ÖGB. In der österreichischen Arbeiterbewegung gibt es einen Mangel an demokratischen Debatten und Abstimmungskultur. Dies behindert uns in der Auseinandersetzung mit den Industriellen.
Vorneweg: Je dichter die Arbeiterbewegung ihre Reihen gegenüber den aktuellen Angriffen schließt, desto erfolgsversprechender gestaltet sich unser Abwehrkampf. Und Einstimmigkeit ist generell eine sehr gute Sache im Klassenkampf – sofern sie dazu dient, unsere Kraft voll auf unseren Gegner zu konzentrieren.

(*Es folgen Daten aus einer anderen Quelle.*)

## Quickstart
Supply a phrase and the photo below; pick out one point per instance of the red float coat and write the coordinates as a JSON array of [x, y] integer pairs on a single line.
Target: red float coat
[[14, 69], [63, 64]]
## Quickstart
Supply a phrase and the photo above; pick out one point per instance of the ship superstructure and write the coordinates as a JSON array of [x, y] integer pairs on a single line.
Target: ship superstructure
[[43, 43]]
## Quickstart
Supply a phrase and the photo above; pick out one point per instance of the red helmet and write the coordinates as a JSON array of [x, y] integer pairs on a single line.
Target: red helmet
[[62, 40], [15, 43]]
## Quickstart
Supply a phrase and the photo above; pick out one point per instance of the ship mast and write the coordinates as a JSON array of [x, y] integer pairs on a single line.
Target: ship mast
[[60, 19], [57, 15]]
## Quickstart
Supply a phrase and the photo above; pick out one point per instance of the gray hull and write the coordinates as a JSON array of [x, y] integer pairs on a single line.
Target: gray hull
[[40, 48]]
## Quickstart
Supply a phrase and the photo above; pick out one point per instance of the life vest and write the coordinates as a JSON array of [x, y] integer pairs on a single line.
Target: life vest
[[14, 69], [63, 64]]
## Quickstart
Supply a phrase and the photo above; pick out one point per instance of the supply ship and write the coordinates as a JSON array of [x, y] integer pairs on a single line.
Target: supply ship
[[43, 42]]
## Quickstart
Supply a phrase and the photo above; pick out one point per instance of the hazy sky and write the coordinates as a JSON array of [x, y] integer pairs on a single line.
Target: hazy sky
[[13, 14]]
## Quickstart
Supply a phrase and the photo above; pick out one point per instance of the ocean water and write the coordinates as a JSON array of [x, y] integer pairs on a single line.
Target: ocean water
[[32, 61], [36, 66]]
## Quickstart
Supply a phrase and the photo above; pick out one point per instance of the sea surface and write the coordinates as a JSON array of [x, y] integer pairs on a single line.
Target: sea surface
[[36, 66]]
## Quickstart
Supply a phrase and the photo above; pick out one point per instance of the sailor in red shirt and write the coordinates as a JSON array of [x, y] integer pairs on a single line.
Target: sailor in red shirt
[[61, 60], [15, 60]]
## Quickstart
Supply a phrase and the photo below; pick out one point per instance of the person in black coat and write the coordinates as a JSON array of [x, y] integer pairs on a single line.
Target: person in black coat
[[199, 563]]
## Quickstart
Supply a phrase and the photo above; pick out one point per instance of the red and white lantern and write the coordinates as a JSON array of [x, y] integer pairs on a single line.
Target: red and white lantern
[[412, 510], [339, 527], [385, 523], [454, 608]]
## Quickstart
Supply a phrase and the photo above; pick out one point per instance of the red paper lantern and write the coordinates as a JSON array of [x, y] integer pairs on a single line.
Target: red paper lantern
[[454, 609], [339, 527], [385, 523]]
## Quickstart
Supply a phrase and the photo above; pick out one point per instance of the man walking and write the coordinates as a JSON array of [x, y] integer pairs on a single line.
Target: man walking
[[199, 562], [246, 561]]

Aber wenn man die Betriebsrätekonferenzen betrachtet, wird klar, dass die Einstimmigkeit, mit der die vom ÖGB vorgelegten Resolutionen verabschiedet wurden, nicht notwendigerweise als Ausdruck einer tiefen Einigkeit im Kampf gegen die Regierung gewertet werden können. Soweit wir es überblicken, war überhaupt nur in Oberösterreich eine Debatte vorgesehen. Hier stellte ein Kollege auch einen Abänderungsantrag – dieser wurde aus formalen Gründen allerdings nicht zugelassen. Es hieß, dass aufgrund der notwendigen Einheitlichkeit die oberösterreichische Resolution nicht abgeändert werden könne. In anderen Bundesländerkonferenzen wie in Wien war eine Debatte zur Resolution des ÖGBs überhaupt nicht vorgesehen. Eine solche Vorgehensweise ist nicht neu, sondern entspricht der Gepflogenheit, dass die Führung der Gewerkschaften die Belegschaften im Ringen um eine Gesprächsbasis mit den Industriellen wie Schachfiguren bewegt.
So kann keine tiefe Einsicht in die Notwendigkeit, die Ziele und die notwendigen kollektiven Maßnahmen hergestellt werden. Dass die Resolution des ÖGBs unzureichend ist, zeigt sich in der Praxis. Während das Wort „Streik“ in Wort und Schrift gemieden wird, ist es doch so, dass es in der Luft liegt und in der Praxis viele Betriebsversammlungen einen klaren Warnstreikcharakter haben, bei dem auch Maschinen heruntergefahren werden.
Eine rein formale Einstimmigkeit schwächt den Kampf gegen die Industriellen. Nicht zuletzt auch deshalb, weil die Serie an „Verhandlungserfolgen“ (vorzeitige Kompromisse, bevor ein Arbeitskampf erst seine volle Stärke entfalten konnte) die wir uns über die Jahre eingehandelt haben eine Kultur der Passivität und des Zynismus in die Betriebe gebracht hat.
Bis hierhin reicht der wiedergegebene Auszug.